Our room had students from West Bengal, Bihar, Orissa, all of who had come to Calcutta only to take this examination. With precious time lost at the beginning of the examination, we were left in a state of panic. We had worked ourselves too much to be in a proper state to answer questions comfortably. Can the college authorities compensate for the loss suffered by the students'
Sumita Das, Calcutta
Sir — In the report, “Siliguri schools better exam results” (North Bengal and Sikkim edition, May 21), The Telegraph has applauded Chirapravo Ghosh, a student of Don Bosco, Siliguri, who has scored 94.6 per cent in the Indian certificate for secondary education examination. However, we think that similar attention should have been accorded to four students from Stepping Stone Model School, Alipurduar, who have achieved more than 90 per cent. Two of them, namely, Manish Agarwal and Aritra Sen, have obtained 94.6 per cent in ICSE. The overall performance of the school is also laudable.

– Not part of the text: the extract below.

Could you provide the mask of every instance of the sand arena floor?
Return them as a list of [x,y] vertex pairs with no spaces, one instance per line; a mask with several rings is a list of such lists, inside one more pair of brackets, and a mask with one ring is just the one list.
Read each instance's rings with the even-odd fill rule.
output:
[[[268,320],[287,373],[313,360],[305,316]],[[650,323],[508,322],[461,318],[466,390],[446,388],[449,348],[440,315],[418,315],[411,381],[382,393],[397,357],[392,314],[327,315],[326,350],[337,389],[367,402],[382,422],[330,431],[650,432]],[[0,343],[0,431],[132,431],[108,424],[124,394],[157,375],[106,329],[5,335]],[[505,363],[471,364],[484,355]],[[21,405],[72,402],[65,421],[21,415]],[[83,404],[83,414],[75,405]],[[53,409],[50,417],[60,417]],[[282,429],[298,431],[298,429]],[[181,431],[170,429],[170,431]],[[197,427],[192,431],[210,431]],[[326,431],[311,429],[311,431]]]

Anand and Amrik, Jalpaiguri
Sir — In a developing country like India where a sizeable population lives below the poverty line, repeated price hikes in bus and train fares undoubtedly affect the students of the country. Reaching the venue of the various competitive examinations conducted by the government sometimes entail a lot of travelling. This is an expensive proposition for many. The government should not only offer sizeable concessions to the examinees, but also consider making the travel free for the needy examinees.
B. Jagdish Rao, Calcutta
Sir — The Reserve Bank of India’s “clean note policy”, which forbids banks from giving customers soiled and stapled notes, quite evidently is no guarantee the public will not be duped. The report, “Fake notes' No problem if you’re a prize client” (April 30) shows how premier banks are exploiting its unsuspecting customers. Although people usually examine and count notes, especially if they are large ones, the inexperienced have no idea how to detect the fake from the real. The RBI should look into the problem. It is not the responsibility of the common people to ensure only real currency is circulated.
Anjali Kumar Pande, Calcutta
Sir — Bhaskar Dutta rightly notes that the extra credit availability may stimulate growth given certain conditions (“For smooth functioning”, May 9). But with more credit available, chances are the government, given its insatiable hunger for credit to finance its deficit, will end up borrowing more from the market than entrepreneurs.